Remove duplicates from a list of String Array

Question

I know there's a lot of subject about "removing duplicates of a list". I liked the solution with HashSet. However, what I have is an list of String[], and it won't work with it. Probably because stringArray1.equals(stringArray2) will return false even if the two stringArray are the same; to compare string Array, we have to use Arrays.equals, which is not the case with HashSet.

So i have an userList of String[] users with only 2 strings in it: username, and userID. Since both are linked (there's only one userID per username), it would be enough for me to compare only one of those strings.

What I need is a fast way to remove duplicates from the list.

I thought about something like this:

List<String> userNamesList = new ArrayList<String>();
List<String[]> userListWithoutDuplicates = new ArrayList<String[]>();
for(String[] user : userList){
    if(!userNamesList.contains(user[0])){
        userNamesList.add(user[0]);
        userListWithoutDuplicates.add(user);
    }
}

However, this need two new List and a loop (I'm pretty sure any other solution would need this loop, still).

I'm wondering if there's not a better solution. I thought something like that should already be implemented somewhere.

EDIT: I got my array from an sql query. In fact, i have a DB and some users. One user will search for others users responding to certain conditions in DB, DB send back a list of String[] {username, userID} to this user. So i already have an user class, which contains far more than only username and ID. I have one instance of this class per connected user, but the DB can't access those instances, so she can't send it. I thought a String array was an easy solution. I didn't thought that, in certain cases, an user can be referenced more than one time in DB and so selected more than one time. That's why i got duplicates in my list.

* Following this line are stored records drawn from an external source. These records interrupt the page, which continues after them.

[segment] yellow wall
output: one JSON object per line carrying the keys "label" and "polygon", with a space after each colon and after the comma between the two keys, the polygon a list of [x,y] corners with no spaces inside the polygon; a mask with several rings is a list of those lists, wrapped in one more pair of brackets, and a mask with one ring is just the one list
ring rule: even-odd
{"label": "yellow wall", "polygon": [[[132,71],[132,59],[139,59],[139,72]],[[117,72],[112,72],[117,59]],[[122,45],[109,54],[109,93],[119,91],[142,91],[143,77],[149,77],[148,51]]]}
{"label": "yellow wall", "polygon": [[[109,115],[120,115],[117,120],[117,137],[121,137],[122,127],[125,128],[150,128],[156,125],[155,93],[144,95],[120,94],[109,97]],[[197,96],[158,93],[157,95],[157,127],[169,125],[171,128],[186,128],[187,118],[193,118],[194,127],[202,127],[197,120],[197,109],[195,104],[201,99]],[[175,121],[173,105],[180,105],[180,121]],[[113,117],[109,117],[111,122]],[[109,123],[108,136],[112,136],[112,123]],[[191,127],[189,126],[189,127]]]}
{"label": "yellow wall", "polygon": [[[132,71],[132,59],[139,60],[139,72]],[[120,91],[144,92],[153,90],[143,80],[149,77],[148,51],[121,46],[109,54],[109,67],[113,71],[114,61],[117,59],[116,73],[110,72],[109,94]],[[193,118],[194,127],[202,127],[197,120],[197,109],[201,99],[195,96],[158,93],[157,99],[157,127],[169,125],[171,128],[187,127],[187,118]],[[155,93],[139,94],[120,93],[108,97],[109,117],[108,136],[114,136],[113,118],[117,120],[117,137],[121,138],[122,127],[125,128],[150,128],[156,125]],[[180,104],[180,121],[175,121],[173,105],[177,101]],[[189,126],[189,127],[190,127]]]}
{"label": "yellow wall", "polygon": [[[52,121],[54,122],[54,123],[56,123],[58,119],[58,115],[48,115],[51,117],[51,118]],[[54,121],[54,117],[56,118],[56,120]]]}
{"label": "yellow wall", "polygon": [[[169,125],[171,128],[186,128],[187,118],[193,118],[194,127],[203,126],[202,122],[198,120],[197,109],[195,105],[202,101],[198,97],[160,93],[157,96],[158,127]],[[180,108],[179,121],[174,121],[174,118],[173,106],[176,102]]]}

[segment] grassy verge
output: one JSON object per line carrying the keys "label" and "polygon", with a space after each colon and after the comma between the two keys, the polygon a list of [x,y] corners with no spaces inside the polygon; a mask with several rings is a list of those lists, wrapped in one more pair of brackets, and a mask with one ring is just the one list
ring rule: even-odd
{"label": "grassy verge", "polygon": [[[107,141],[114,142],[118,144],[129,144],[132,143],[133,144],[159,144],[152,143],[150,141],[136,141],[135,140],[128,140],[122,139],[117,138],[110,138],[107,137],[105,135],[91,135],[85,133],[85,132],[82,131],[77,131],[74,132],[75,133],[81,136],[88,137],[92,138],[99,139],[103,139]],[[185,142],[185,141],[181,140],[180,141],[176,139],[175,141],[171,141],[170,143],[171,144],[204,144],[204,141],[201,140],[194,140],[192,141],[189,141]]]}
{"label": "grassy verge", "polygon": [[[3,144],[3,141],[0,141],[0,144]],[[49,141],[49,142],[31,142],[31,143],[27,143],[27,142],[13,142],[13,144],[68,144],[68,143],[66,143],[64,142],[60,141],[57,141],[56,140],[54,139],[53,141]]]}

you should turn the arrays into objects with 2 fields instead and have them override `equals()` and `hashcode()` — Jack Flamp, Sep 03 '18 at 11:08
i'm using java 10. And i got my array from an sql query. I'll edit post to explain that better. — Ablia, Sep 03 '18 at 11:14
@Abila yes I understand but you can still turn them into objects when you are retrieving the data probably.. how are you accessing your DB? — Jack Flamp, Sep 03 '18 at 11:18
I am guessing you require a collection of string such that the string is unique,In this case you should prefer set. and simply insert these into Set which will take care of implementation, as well as easy to use. What is expected time complexity and space complexity required, according to which you should pick your data structures. — Pavan Kate, Sep 03 '18 at 11:21
@JackFlamp yeah, i guess i can still turn them into object. But then, when the user will search for others information, the DB will send back another list of String[], for example {userID, filename}. So i'll need another object again... Or i can maybe create a class DBResponse, which contains all necessary fields and maybe different constructor for each case...this could work, i guess. — Ablia, Sep 03 '18 at 11:25
@Ablia yes that would be best. `DBUser` or something like that would be better. Java is made for working with objects and it is much easier to perform tasks like the one you are up to whan having lists of lists.. You can of course also limit your responses from your database so that you don't get duplicates. — Jack Flamp, Sep 03 '18 at 11:28
using names instead of IDs for the uniqueness test seems a tad backwards. then the ID for duplicate names will be arbitrary? — Patrick Parker, Sep 03 '18 at 11:41
my advice is to close this question and open a new one with your SQL query asking how to eliminate duplicates... it seems more appropriate to do it at that stage. — Patrick Parker, Sep 03 '18 at 11:43
This is unclear, you provide a bit of code but this isn't including the value you have and the output you expect. What `userList` is doing here ? A [mcve] should be provide to get exactly what you want to do with a `List`. — AxelH, Sep 03 '18 at 11:47

score 2 · Answer 1 · answered Sep 03 '18 at 11:08

2

If you are using Java 8 you can use stream

String[] arrWithDuplicates = new String[]{"John", "John", "Mary", "Paul"};
String[] arrWithoutDuplicates = Arrays.stream(arrWithDuplicates).distinct().toArray(String[]::new);

In arrWithoutDuplicates you'll have "John", "Mary" and "Paul"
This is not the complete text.